O prefeito de Itabuna, Augusto Castro (PSD), se une às lideranças dos produtores e da lavoura cacaueira diante das consequências da forte queda no preço do cacau, principal atividade econômica da região sul da Bahia, e da importação, pela indústria processadora instalada em Ilhéus, de 10 mil toneladas de cacau provenientes de países produtores da África, além do possível desvirtuamento do regime de drawback.
A maior preocupação surge após a edição
da Instrução Normativa nº 125, de 2021, da Secretaria de Defesa Agropecuária do
Ministério da Agricultura, Pecuária e Abastecimento (Mapa), que estabelece as
regras para a importação de cacau e flexibiliza, de forma excessiva, os
critérios de defesa fitossanitária, permitindo a entrada do produto importado
sem o rigor técnico necessário.
Para o prefeito, a medida, se efetivada,
pode representar riscos à introdução de pragas e doenças exóticas, colocando em
ameaça direta a produção cacaueira baiana e brasileira.
“Nas últimas três décadas, tem sido
recorrente a alegação das moageiras de que não há cacau brasileiro capaz de
atender às suas necessidades de processamento.
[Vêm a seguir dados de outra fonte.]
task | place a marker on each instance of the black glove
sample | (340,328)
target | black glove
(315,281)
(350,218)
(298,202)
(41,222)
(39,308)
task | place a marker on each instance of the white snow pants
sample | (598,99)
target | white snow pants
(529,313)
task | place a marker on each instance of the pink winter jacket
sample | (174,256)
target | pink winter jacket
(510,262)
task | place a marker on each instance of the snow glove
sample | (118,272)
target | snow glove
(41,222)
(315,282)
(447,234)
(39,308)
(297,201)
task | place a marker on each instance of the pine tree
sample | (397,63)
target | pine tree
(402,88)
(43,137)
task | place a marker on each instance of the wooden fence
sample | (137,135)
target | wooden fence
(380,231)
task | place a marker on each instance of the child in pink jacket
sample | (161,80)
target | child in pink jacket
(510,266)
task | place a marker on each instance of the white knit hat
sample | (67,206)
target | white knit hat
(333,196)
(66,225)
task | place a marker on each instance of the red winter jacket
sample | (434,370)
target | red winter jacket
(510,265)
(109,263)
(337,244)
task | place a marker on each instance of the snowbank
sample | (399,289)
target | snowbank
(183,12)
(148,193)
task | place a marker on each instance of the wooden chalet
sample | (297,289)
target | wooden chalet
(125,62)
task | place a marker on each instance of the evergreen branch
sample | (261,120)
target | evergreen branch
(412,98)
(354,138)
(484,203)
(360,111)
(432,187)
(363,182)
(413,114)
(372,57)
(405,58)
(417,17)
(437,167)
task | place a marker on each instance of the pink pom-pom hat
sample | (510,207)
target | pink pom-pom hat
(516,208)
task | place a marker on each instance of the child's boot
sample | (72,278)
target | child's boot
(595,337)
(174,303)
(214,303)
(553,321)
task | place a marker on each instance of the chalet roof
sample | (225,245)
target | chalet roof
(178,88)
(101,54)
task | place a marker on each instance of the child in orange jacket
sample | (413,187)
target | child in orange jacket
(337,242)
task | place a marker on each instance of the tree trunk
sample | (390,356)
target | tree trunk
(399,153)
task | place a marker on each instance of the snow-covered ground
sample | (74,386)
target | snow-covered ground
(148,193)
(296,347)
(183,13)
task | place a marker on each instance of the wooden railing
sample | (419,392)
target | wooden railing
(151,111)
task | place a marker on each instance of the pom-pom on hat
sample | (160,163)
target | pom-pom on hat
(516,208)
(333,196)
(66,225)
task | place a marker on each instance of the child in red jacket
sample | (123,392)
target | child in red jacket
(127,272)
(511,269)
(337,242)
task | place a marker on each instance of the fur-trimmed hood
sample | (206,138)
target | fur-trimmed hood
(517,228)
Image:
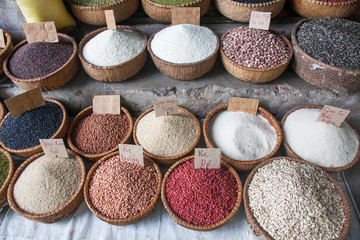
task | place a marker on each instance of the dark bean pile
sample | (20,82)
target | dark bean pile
(333,41)
(98,133)
(25,130)
(40,59)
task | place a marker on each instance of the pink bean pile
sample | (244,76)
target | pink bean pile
(201,197)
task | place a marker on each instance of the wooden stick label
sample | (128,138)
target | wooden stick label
(185,15)
(243,105)
(54,148)
(40,32)
(24,102)
(106,104)
(207,158)
(131,154)
(333,115)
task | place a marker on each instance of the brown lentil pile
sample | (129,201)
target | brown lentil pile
(120,190)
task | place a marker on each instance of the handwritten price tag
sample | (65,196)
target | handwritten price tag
(333,115)
(54,148)
(207,158)
(131,154)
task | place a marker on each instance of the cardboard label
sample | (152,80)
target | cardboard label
(40,32)
(165,106)
(110,19)
(106,104)
(243,105)
(333,115)
(260,20)
(24,102)
(185,15)
(131,154)
(54,148)
(207,158)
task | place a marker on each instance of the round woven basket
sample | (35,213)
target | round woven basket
(162,12)
(243,165)
(241,12)
(60,133)
(129,220)
(182,222)
(118,72)
(4,187)
(51,81)
(184,71)
(94,15)
(94,157)
(254,224)
(168,161)
(321,74)
(291,153)
(318,9)
(57,214)
(255,75)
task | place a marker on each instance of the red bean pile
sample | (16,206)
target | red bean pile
(255,48)
(201,196)
(120,190)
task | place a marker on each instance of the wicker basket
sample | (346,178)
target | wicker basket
(60,133)
(162,12)
(94,15)
(321,74)
(94,157)
(129,220)
(116,73)
(291,153)
(51,81)
(255,75)
(168,161)
(243,165)
(184,71)
(242,11)
(59,213)
(255,226)
(182,222)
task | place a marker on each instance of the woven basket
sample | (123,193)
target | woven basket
(51,81)
(241,12)
(255,226)
(60,133)
(116,73)
(162,12)
(291,153)
(59,213)
(243,165)
(129,220)
(94,157)
(318,9)
(255,75)
(321,74)
(182,222)
(184,71)
(4,187)
(168,161)
(94,15)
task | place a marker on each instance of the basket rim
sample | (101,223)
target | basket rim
(328,169)
(263,112)
(81,115)
(57,211)
(194,226)
(345,204)
(156,157)
(131,219)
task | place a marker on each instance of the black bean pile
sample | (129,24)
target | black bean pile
(25,130)
(40,59)
(333,41)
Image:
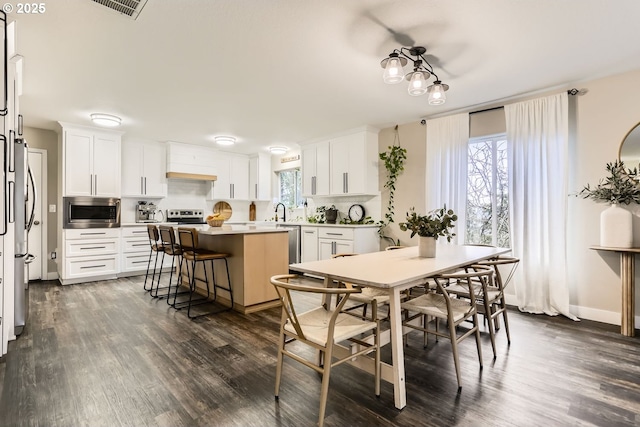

No entanto, o produtor também
enfrenta dificuldades por não contar com o amparo necessário, como assistência
técnica, extensão rural e crédito, apesar dos esforços diários para a melhoria
genética dos estandes e a adoção de tecnologias modernas”, comentou.
Além de se solidarizar com os
cacauicultores, o prefeito Augusto Castro somou-se aos esforços da Federação da
Agricultura e Pecuária do Estado da Bahia (Faeb) e defendeu a integração da
Associação dos Municípios do Sul, Extremo Sul e Sudoeste Baiano (Amurc) e dos
consórcios Litoral Sul (CDS-LS) e Intermunicipal da Mata Atlântica (Cima). A
articulação tem como objetivo cobrar do governo federal o restabelecimento de
critérios técnicos mais rigorosos para a importação de amêndoas de cacau,
especialmente no que diz respeito às exigências sanitárias, em defesa do setor
produtivo, considerado o elo mais vulnerável da cadeia do cacau.
Nos últimos dois anos, o mercado do
cacau passou por forte volatilidade. Os preços internacionais atingiram
patamares históricos em 2024, mas recuaram posteriormente em razão do excesso
de oferta na Costa do Marfim e de pressões técnicas no mercado.
No Brasil, especialmente na Bahia, os
produtores enfrentaram desafios decorrentes da importação de cacau africano e
das oscilações de preços, ao mesmo tempo em que surgiram oportunidades com a
ampliação de programas de apoio à agricultura familiar.
“Para preservar a sanidade da lavoura cacaueira e em seu histórico esforço coletivo de luta, visando o soerguimento dessa fundamental atividade econômica no sul da Bahia, junto minha voz para que sejamos ouvidos pelos deputados federais, senadores, pela Frente Parlamentar da Agropecuária (FPA) e pelo governo federal. É hora de união”, concluiu. (Política Livre).